10 500s in a row? Go to the timeout chair until you get better.

s_kilk · on April 22, 2018

At work we have two endpoints on every service, `/status` and `/health-check`.

The former is basically a "return true" endpoint, which can tell you if the service is alive and reachable. The latter will usually do something like "select 1;" from any attached databases and only succeed if everything is OK.

randerson · on April 22, 2018

And the former is the one you want your Load Balancers to be checking. With a deep health check, even a brief database outage will cause every web server to be taken out of rotation, and then you're completely down for at least as many health check intervals as it takes for the LB to consider a host healthy again. Same goes for any other shared resource that is likely to affect all web servers if it becomes unavailable.

vasco · on April 22, 2018

Presumably your service would not be in a very useful state anyway if the main data store it needs to function is out, so which kind of health-check you use will depend on the failure mode you want to expose to your users.

azernik · on April 22, 2018

Or you just have smarter load balancers, that realize when all of their servers are acting funky and stop taking servers out of rotation.

Terr_ · on April 22, 2018

Or to riff on this idea further: You make the concept of a node's "relative stability" part of the load-balancer logic the same way that "relative idleness" is a factor.

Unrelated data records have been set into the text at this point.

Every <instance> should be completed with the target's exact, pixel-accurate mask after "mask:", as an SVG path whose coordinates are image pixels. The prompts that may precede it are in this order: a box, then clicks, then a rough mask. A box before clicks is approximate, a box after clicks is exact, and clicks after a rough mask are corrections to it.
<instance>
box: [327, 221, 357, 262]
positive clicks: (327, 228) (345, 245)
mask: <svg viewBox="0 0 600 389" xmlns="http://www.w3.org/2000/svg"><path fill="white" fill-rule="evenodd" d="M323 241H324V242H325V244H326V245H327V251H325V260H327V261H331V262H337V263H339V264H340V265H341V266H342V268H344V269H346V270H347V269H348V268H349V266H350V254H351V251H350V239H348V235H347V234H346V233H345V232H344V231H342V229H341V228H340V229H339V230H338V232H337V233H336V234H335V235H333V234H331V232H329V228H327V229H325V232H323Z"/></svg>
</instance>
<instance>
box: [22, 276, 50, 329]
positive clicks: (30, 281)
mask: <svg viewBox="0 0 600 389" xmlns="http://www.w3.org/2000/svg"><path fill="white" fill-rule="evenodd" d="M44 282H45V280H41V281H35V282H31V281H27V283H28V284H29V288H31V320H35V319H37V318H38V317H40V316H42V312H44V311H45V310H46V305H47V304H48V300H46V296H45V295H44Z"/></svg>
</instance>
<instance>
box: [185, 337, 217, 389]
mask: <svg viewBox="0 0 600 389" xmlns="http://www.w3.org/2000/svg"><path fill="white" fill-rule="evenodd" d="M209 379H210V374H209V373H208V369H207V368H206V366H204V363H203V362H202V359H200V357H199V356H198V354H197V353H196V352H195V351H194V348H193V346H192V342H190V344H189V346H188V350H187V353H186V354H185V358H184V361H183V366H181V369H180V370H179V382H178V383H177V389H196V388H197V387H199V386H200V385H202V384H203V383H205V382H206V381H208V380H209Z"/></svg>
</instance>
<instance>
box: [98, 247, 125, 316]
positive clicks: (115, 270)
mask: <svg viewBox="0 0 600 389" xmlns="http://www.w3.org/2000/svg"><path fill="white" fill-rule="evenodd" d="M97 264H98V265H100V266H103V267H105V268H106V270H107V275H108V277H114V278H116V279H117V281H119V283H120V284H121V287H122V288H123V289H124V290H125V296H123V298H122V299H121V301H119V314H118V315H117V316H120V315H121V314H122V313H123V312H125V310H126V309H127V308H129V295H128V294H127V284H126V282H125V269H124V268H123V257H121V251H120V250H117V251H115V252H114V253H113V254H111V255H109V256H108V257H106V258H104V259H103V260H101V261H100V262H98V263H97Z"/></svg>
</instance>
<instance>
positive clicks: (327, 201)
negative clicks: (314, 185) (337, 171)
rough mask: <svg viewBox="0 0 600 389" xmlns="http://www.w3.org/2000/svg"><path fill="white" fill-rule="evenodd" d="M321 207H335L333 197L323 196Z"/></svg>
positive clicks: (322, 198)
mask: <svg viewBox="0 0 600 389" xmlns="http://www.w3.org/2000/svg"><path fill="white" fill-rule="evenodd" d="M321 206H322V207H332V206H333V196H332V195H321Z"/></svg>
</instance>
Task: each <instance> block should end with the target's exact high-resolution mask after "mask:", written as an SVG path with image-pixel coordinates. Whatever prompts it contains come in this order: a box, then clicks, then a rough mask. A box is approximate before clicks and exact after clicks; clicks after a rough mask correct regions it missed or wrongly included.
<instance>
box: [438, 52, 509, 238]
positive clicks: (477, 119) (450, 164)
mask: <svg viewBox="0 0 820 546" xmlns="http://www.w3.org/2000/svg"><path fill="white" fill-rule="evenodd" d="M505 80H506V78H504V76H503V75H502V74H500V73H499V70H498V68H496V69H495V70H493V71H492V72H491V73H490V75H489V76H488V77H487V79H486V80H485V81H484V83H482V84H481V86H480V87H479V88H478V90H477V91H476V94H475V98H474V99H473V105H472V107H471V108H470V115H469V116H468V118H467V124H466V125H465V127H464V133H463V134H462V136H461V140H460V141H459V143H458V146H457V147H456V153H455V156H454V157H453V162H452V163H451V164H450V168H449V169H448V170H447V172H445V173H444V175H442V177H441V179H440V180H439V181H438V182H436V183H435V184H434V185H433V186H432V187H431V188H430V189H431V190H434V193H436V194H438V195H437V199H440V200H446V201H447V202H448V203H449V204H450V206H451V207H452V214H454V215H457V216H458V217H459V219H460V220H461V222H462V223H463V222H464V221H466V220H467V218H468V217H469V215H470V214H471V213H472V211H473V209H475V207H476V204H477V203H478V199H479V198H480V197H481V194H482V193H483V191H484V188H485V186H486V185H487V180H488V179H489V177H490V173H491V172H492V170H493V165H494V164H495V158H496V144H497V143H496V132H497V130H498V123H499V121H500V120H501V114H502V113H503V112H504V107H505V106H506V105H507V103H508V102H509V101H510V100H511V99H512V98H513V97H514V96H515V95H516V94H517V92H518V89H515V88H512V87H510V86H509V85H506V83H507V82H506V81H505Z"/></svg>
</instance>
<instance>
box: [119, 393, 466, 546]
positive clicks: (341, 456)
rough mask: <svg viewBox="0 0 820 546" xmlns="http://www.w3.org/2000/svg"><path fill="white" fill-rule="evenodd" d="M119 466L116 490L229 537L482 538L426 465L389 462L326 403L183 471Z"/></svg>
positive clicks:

Then if all 100/100 nodes get taken down by some shared problem, the system simply degenerates into picking the idle-est of the 100.

sammorrowdrums · on April 23, 2018

That's not necessarily true. In kubernetes, for example, you have Liveness and Readiness probes, which can both have a period, timeout, initial delay and importantly a number of failures before you kill the service and spawn a new one.

This allows you to have less frequent checks that are more in-depth, and basic ones that are just the `return true` type.

I guess you're correct that you can have a widespread db outage that makes many of them fail, but then there should be new ones coming very fast, as you can set the deployment minimum for services taking requests. I think you can get very close to stability even in this circumstance.

https://kubernetes.io/docs/tasks/configure-pod-container/con...

gaius · on April 22, 2018

Databases are 10-100x as reliable as the application tier in my experience

qooleot · on April 22, 2018

Although the OP didn't describe as such, but health checks that do a simple query are also testing the connectivity to the db. Someone might have hardcoded a db address in an environment variable, or there are connection pooling issues.

aaronmu · on April 23, 2018

The best way I can think of is to aggregate errors over time, categorize them and build a health check around those metrics.

nathan_f77 · on April 23, 2018

There's a great gem for Rails that you can use for comprehensive health checks: https://github.com/ianheggie/health_check

It can check the database connection, redis, cache, email, up-to-date migrations, and S3 credentials.